More than one month after voters cast their ballots in the US presidential election, the electoral college meets on December 14 to cast their ballots. The US constitution gives the electors the power to choose the president and when all the votes are counted, president-elect Joe Biden is expected to have 306 electoral votes, more than the 270 needed to elect a president, to 232 votes for President Donald Trump.
Here’s everything you need to know about the electoral college and what happens next:
What is the electoral college?
The electoral college is a middle ground between electing the president by popular vote and having US Congress chooses the president. Under the US Constitution, states get a number of electors equal to their total number of seats in Congress: two senators plus however many members the state has in the House of Representatives. With the exception of Maine and Nebraska, states award all of their electoral college votes to the winner of the popular vote in their state.
Why is the concept of the electoral college criticised?
The electoral college has been the subject of criticism for more than two centuries mostly because the person who wins the popular vote can nonetheless lose the presidential election. That has happened twice in the last two decades — in 2000 with the election of George W Bush and in 2016 when Donald Trump lost the popular vote to Hillary Clinton by nearly 3 million votes.
Who are the electors and what do they do?
Presidential electors typically are elected officials, political hopefuls or long-time party loyalists. The electoral college doesn’t meet in one place. Instead, each state’s electors and the electors for the District of Columbia meet in a place chosen by their legislature, usually the state capitol.

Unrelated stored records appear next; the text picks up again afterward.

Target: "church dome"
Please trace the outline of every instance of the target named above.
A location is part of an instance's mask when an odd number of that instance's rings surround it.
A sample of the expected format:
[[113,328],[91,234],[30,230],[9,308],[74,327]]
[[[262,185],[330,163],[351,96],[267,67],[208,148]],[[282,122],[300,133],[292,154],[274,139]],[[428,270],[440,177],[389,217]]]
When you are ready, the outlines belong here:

Electors cast their votes by paper ballot: one ballot for president and one for vice president. The votes get counted and the electors sign six certificates with the results. Each certificate gets paired with a certificate from the governor detailing the state’s vote totals.

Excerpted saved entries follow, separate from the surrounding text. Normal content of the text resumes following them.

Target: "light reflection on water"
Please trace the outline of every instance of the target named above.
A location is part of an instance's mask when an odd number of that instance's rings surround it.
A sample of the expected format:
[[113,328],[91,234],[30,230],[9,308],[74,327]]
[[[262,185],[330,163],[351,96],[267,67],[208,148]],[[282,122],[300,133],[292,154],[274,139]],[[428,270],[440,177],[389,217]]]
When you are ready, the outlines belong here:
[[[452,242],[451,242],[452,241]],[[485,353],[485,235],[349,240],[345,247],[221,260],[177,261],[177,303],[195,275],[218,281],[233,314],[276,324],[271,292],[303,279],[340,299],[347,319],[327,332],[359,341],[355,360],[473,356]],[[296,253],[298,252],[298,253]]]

Those six packets then get mailed to various people specified by law. The most important copy, though, gets sent to the president of the Senate, the current vice president. This is the copy that will be officially counted later.
Are electors obligated to vote for the candidate who won in their state?

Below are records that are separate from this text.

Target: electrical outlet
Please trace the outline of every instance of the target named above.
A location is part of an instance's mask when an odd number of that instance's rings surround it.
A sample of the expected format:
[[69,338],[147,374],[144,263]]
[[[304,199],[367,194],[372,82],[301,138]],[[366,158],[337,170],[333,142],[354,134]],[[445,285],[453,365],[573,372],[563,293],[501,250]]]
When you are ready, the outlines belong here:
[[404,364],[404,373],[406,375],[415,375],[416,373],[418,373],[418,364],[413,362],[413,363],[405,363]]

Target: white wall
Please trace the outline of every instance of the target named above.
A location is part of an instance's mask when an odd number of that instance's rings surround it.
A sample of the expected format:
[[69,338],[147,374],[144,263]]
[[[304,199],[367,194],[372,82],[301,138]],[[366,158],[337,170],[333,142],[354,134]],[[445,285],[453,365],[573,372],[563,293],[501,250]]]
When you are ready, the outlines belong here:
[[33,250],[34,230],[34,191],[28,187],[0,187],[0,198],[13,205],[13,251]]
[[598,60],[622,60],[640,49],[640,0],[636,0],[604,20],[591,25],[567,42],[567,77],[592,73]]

In 32 states and the District of Columbia, laws require electors to vote for the popular-vote winner. The US Supreme Court unanimously upheld this arrangement in July. Electors almost always vote for the state winner anyway, because they generally are devoted to their political party.
What will happen next?
Once the electoral votes are cast, they are sent to Congress, where both houses will convene on January 6 for a session presided over by vice president Mike Pence. The envelopes from each state and the District of Columbia will be opened and the votes tallied.
If at least one member of each house objects in writing to some electoral votes, the House and Senate meet separately to debate the issue. Both houses must vote to sustain the objection for it to matter, and the Democratic-led House is unlikely to go along with any objections to votes for Biden. Otherwise, the votes get counted as intended by the states.
And then the next step is Inauguration Day.